I have had this recipe in my arsenal since my days living at 331 in Cerro (more than an address it's a lifestyle...) but I have only recently been able to pull it out and dust it off at home because I was able to find a workable substitute for the peanut butter. Try Sunbutter - sunflower oil butter if you have the same issue. It has the same creamy consistency as peanut butter with a similar taste and because of the strength of the other ingredients you don't notice the slight difference in aftertaste.

The original recipe was in a Cooking Light magazine. It is super fresh and full of flavor and there are never any leftovers. As I progress in this process I will try to take and post some photos but for now the words will have to do.

Malaysian Chicken Pizza

  • 3/4 cup rice vinegar
  • 1/4 cup firmly packed brown sugar
  • 1/4 cup low-sodium soy sauce
  • 3 tablespoons water
  • 1 tablespoon minced peeled fresh ginger or 1/8 teaspoon ground ginger (1/4 teaspoon if you like things spicy)
  • 2 tablespoons peanut butter (creamy or chunky works fine - the chunky adds a nice texture)
  • up to 3/4 teaspoon crushed red pepper, depending on how hot you like your food
  • 4 garlic cloves, minced
  • a dash of olive oil
  • 1/2 pound boneless chicken breasts, cut into bite-sized pieces (rotisserie chicken works great in a pinch)
  • at least 1/2 cup (2 ounces) shredded reduced-fat, reduced-sodium Swiss cheese*
  • 1/4 cup (1 ounce) shredded part-skim mozzarella cheese*
  • 1 pizza crust
  • 1/4 cup chopped green onions
* I am pretty liberal with the cheese because we like cheesy pizza
Prepare oven and crust per package directions.

Combine first 8 ingredients in a bowl; stir well with a whisk.

Heat a nonstick skillet coated with cooking spray over medium heat. Add chicken, and sauté 2 minutes. Remove chicken from pan.

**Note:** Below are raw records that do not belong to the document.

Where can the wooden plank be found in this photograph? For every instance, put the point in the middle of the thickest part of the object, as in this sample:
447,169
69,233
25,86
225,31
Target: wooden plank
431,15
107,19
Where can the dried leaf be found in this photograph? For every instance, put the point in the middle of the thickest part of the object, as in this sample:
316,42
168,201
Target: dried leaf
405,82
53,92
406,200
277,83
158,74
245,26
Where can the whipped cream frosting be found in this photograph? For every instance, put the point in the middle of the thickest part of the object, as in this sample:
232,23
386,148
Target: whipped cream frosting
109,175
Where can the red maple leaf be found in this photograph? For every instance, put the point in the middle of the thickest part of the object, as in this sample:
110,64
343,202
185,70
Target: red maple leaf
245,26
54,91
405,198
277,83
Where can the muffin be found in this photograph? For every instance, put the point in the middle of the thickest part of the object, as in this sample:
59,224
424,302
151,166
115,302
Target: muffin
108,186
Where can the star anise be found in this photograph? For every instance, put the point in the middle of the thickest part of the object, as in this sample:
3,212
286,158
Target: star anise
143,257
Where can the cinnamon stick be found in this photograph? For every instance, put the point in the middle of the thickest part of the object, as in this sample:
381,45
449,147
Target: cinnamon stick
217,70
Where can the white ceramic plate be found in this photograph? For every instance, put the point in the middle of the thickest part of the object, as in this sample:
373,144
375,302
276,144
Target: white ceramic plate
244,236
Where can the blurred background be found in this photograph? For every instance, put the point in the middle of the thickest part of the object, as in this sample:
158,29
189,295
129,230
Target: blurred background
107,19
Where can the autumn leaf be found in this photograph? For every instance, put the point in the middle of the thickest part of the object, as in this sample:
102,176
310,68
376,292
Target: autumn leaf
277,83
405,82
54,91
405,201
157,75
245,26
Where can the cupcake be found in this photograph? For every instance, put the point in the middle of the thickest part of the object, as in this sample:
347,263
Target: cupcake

Pour rice vinegar mixture into pan, and bring to a boil over medium-high heat. Cook mixture 6 minutes or until slightly thickened. Return chicken to pan; cook 1 minute or until chicken is done. (Mixture will be consistency of thick syrup.)

Sprinkle cheeses over prepared crust, leaving a 1/2-inch border, and top with chicken mixture.

Bake on bottom rack in oven per the crust instructions. Sprinkle with green onions.

Place pizza on a cutting board; let stand 5 minutes then cut and serve.

We like to have it with a green salad with sesame ginger dressing.

Sunday, February 20, 2011

Here we go...

As one of my new year inspirations - hate the idea of resolutions - I decided to start a blog about cooking and my adventures in eating. I love food, a littel too much some times I suppose but good food falls in the category of "life is too short to miss this".

So to begin with let's start with the disclaimer: I am not a chef, caterer or any other sort of expert in the food industry. In my previous life I was a creative services director (translation = I managed creative folks) until I married in my late 30s and quickly started a family. I am now working on my second career as a stay at home mom to two wonderful heathens and food experimenter. Over the last few years my interest in cooking has grown exponentially and I now look for any opportunity to try a new recipe. I find cooking to be very relaxing and my husband is by and large, a willing victim of my culinary experiments. I am a recipe kind of gal and will not usually go off-road until I have made something several times and feel confident that I have the taste and texture correct. I often post dishes and dinner menus of facebook and have friends ask for the recipe so I thought this would get me one step closer to doing that, rather than sending out individual emails.

As to the name of my blog, no I am not trying to set back the rights of women a generation - one of my favorite authors is Ina Garten, The Barefoot Contessa, and I take much of my inspiration from her. That and I hate shoes and socks so in reality you will usually find me cooking either with bare feet or in flops. My other half has suggested that I do a Julie and Julia and cook my way through all the BC cooksbooks but as much as I love them, there are just too many good recipes out there to just stick with her, but you will find I often use Ms. Garten's recipes as the cornerstone of a menu.